Der Kunst-Laie ist selbst schuld, wenn er sich Fälschungen andrehen lässt. Das fand jedenfalls Carl Wilhelm Becker und versorgte hoch- und vermögende Leute mit gefälschten antiken Münzen. Am 28. Juni 1772 wurde er geboren.
Carl Wilhelm Becker, ein Mann mit Manieren, Beherrscher mehrerer Sprachen, darunter Altgriechisch und Latein, Hofrat und Bibliothekar des Reichsfürsten Karl Friedrich von Isenburg-Birstein, Carl Wilhelm Becker fährt in seiner Kutsche über Land, ein kleiner Ausflug an einem schönen Sonntagnachmittag. Die Straßen im Oberrheinischen sind holperig, den Hofrat schüttelt es gehörig durch, und durch schüttelt es auch den Inhalt der beiden kleinen Kästchen, welche der Hofrat unter dem Kutschenboden hat anbringen lassen. In den Kästchen ist Schmierfett, sind Eisenfeilspäne und vor allem: Münzen. Antike Münzen. Der Hofrat hat sie selber hergestellt. Er kennt viele Leute, die ihm diese Münzen gerne abkaufen würden, aber er kann sie ihnen noch nicht geben. Erst müssen sie wirklich antik aussehen, abgeschmirgelt von den Eisenspänen und dem Geholper der steinigen oberrheinischen Landstraßen.

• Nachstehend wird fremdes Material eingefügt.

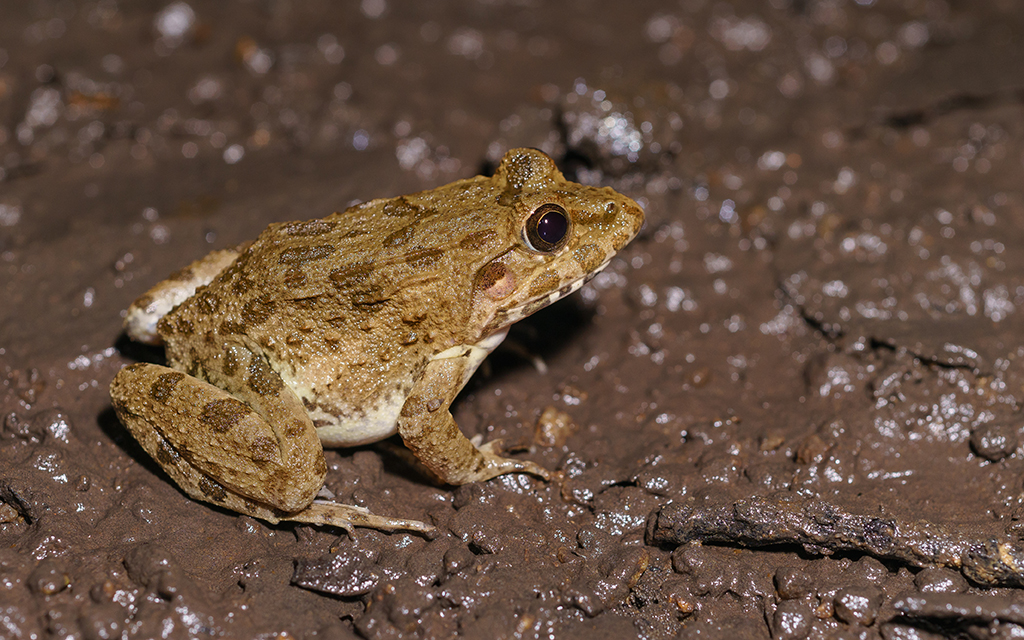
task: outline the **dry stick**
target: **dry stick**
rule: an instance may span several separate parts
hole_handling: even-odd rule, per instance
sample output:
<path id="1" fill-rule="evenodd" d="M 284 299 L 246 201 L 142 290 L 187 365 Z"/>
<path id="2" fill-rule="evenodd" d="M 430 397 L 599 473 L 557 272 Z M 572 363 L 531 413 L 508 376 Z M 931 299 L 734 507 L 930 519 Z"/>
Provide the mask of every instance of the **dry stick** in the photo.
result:
<path id="1" fill-rule="evenodd" d="M 928 522 L 854 515 L 816 499 L 670 503 L 651 513 L 647 541 L 800 544 L 819 553 L 857 551 L 915 567 L 951 567 L 982 586 L 1024 586 L 1024 548 L 1016 542 L 972 538 Z"/>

Moralisches Rüstzeug zum Münzfälscher
Er ist ein Münzfälscher in großem Stil, der Herr Hofrat, heute einer der bekanntesten, damals waren alle ahnungslos. Carl Wilhelm Becker, geboren am 28. Juni 1772 in Speyer, kaufmännische Lehre, Händler für Weine und Tuche, sodann Stempelschneider in der Königlichen Münze zu München. Dort, sagt Becker, habe ihm ein Baron eine falsche römische Goldmünze verkauft. Als Becker sich beschwerte, habe der Baron nur gemeint, es sei ihm recht geschehen. Wenn man von etwas nichts versteht, muss man es nicht kaufen wollen. In dieser Stunde, sagt Becker, habe er das moralische Rüstzeug zum Münzfälscher erworben.
Beckers Methode ist einfach. Er kauft goldene Münzen und prägt sie um, aus häufigen Billigexemplaren werden seltene teure. Beckers Münzen sind vollendet. Er benutzt dieselbe Herstellungsmethode wie die Münzmeister der Antike. Von Hand schlägt er einem Metallrohling einen nach dem originalen Vorbild geschnitten Münzstempel auf. Adligen, reichen Bürgern, vor allem jüdischen Geschäftsfamilien wie den Oppenheims und Rothschilds, ja: selbst den Direktoren der angesehensten Münzkabinette in ganz Europa verkauft er, was er gemacht hat.
Fälschungen oder "Repliken"?
Dann, im Jahr 1820, beginnen bittere Zeiten. Ein Italiener hat ein Buch geschrieben über moderne Fälschungen antiker Münzen, und in dem weist er nach, dass die Beckerschen Münzen nicht echt sind. Becker outet sich. Er gibt zu, die Münzen alle selbst gemacht zu haben, aber keineswegs in betrügerischer Absicht. Nur Repliken habe er hergestellt, keine Fälschungen, einzig und allein zu dem Zweck, Sammlern und Museen zu den begehrten Raritäten zu verhelfen. Becker tut ein übriges und bietet seine gesamte Suite gefälschter Münzen, ein Exemplar pro jemals hergestelltem Stempel, in feinem Silber zum Verkauf an. Auch die Stempel selbst will er loswerden, zum Zeichen dafür, dass er nie wieder mit Repliken aushelfen werde.